I haven’t written anything in a few days because every time I sit down to write, I feel the complete and utter deficiency of words to express my feelings of loss or to adequately describe the magnitude of significance of the life lived by Joseph Carroll.
I write…I delete…I try again. And then I cry. Because you’re gone, because so many people will never know how special you were, and because I’ll never get another chance to tell you how much I admire you.
You lived your life to the fullest, never letting others hold you back and always pushing others forward to do the things they’d only dreamed. I want to be like you… only like me, and I think that’s all you’d want.
I got another tattoo on my arm, a rose to remember. I think you’d like it. It’s extremely conspicuous right there on the top of my right wrist where anyone who shakes my hand is bound to see it. It’s not on my neck, but to me, it says, “Never Betray.” It says, “Stop being afraid to stand out.” It says, “I’ll never be the same again.” It says, “Don’t wait to live until you die.”
One of Joey’s friends said that he was always the one who did stuff and inspired other people to do stuff. He’d say, “I’m going on a ride.” And they might whine, “I’m tired” or “It’s too hot” or some other lame response. And he’d say, “Stay home, chumps. Chumps stay home.”
He challenged people to be better, but he didn’t push. He just had this essence that made you want to be more like him. I often found myself doing things with my little brother that I’d never consider doing with anyone else – like strapping myself into a metal cage attached to 30-ft cables and catapulted into the air like a slingshot (a ride at an amusement park), but somehow he made the decision to DO something the obvious choice. You always wanted him to respect you, not just because he was cool (although he was) but because you knew you would be a better person if you attacked life the way he did.
Over the last few years, I had grown sedentary in my life. Jobs I’d worked had required me to sit for long periods of time, and I’d gained quite a bit of weight as I’d become “fat & happy” with my husband and 3 kids. All attempts to lose weight for me had been about conforming to cultural norms, being accepted, or fitting in. But something happened to my thinking after Joey’s death. Read the rest of this entry
When I heard the news that Joey was killed, it felt as if the bottom had fallen out of my sense of reality. My brain couldn’t cope with a world in which my brother wasn’t out there making stuff happen. It just didn’t make sense. I felt a profound sense of loss, but it was more loss of clarity than the loss of his presence at first.

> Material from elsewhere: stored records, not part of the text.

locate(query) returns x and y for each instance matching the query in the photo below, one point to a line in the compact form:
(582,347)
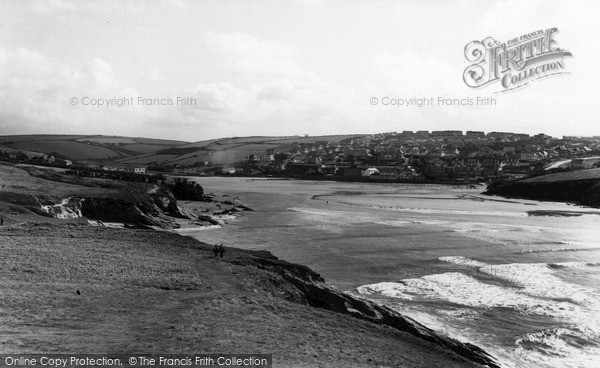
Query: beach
(514,276)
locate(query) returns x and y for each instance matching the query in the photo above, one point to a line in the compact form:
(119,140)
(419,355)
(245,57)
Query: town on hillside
(422,156)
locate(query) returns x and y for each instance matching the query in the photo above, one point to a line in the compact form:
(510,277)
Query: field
(225,150)
(68,287)
(85,147)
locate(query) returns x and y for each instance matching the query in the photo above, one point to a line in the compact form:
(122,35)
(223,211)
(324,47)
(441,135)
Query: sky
(275,67)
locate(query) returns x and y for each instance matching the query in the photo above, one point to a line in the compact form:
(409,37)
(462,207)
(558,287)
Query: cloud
(246,54)
(153,75)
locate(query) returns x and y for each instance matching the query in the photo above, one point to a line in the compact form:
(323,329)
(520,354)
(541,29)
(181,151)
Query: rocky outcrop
(585,192)
(316,293)
(158,209)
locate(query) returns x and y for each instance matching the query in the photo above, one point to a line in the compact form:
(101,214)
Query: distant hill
(82,147)
(224,150)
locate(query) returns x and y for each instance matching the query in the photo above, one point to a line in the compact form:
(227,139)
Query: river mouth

Joe had been living in Austin for the last two years, and I had seen him rarely over that time, though we talked on the phone and texted a bit and kept up with one another on Facebook. He had been home to Nashville just a month before to celebrate my oldest son’s third birthday and visit with family and friends for a few days, and looking back I’m so grateful for those days, though I would have made that hug goodbye last a bit longer had I known it would be my final goodbye.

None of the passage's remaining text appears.